You don't slow down as you get old. You get old because you slow down. If you don't believe us, spend 11 minutes watching the video above. It's okay, we can wait.
This is Barry, a legit enthusiast who motors about in a modest Honda. Judging by his relaxed demeanour, you'd never suspect his other car is an ethanol-burning Nissan GT-R. The first few minutes of the video reinforce this image, showing an elderly gentleman shuffling out of his Civic with help from a walking cane. He moves about his home gingerly, talking to the camera about an impending road trip while musing about it being a lovely day for a drive. Eventually, he reaches the bookcase where there are two sets of keys: one for the Honda, the other for the GT-R. You damn well better know which set he grabs.
It seems Barry has a fondness for speed. It began early on when he happened to see – and hear – an early Porsche 911 pass by. It apparently awakened an inner desire for speed, one that clearly hasn't diminished despite upwards of 50 years since that Porsche encounter. His 2012 Nissan GT-R is certainly capable of fulfilling that desire, even in pure factory-stock trim, which of course it isn't.
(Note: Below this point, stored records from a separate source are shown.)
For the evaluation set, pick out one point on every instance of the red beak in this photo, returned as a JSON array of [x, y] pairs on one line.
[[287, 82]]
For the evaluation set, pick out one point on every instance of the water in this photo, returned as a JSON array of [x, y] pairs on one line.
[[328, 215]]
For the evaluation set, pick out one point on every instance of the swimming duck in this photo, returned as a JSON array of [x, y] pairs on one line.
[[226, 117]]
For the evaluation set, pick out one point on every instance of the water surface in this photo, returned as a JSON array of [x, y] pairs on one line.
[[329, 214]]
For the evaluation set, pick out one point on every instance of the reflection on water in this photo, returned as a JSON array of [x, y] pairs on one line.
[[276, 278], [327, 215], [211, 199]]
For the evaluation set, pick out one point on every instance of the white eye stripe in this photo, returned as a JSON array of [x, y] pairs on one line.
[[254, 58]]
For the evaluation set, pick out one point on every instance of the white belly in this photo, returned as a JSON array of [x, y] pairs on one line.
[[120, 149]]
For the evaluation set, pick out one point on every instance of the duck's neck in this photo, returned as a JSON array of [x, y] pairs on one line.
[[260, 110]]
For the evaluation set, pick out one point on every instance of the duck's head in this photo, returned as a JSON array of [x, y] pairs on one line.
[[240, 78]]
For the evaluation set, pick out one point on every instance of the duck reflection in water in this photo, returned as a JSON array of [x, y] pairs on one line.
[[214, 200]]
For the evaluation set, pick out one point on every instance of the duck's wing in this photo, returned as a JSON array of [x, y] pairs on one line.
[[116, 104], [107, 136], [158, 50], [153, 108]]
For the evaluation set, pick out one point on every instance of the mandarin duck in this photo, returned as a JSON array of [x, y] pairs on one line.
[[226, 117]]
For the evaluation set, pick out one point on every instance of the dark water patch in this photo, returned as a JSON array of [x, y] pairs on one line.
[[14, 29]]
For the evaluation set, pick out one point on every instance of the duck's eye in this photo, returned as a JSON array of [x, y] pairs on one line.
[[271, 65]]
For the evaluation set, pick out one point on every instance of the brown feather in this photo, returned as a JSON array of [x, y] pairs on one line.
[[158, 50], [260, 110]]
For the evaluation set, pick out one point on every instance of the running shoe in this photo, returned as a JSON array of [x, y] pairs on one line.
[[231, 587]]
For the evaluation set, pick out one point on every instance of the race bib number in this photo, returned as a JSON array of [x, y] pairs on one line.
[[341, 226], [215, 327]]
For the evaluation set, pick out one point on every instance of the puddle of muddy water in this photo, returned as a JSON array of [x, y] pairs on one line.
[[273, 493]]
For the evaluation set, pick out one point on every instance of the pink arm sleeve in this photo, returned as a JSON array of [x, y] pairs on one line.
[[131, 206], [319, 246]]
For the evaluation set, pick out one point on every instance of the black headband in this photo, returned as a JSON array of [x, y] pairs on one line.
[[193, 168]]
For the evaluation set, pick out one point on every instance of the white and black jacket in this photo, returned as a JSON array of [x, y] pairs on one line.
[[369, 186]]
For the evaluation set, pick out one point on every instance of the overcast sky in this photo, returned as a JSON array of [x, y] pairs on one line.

We aren't treated to a complete rundown of all the upgrades, but the Nissan's engine is completely rebuilt, from the crankshaft to the turbochargers. He estimates the engine develops around 1,200 bhp, and to manage that kind of thrust, the transmission has also been thoroughly upgraded. So yeah, it's quite capable of speeds far beyond that Porsche sighting he had a half-century ago.
To fully realise the performance, Barry headed to Upington International Airport in South Africa. Boasting an extremely long runway, he finally checked off a bucket-list item that we suspect nearly every gearhead has. With room to run, he unleashed the GT-R's modded motor and kept his foot planted to 200 mph and beyond. We ultimately see 351 km/h on the telemetry, which is 218 mph.
"I suppose when I get old, then I’ll have to slow down a bit," said Barry at the beginning of the video. "But I’m not sure when that’s going to be."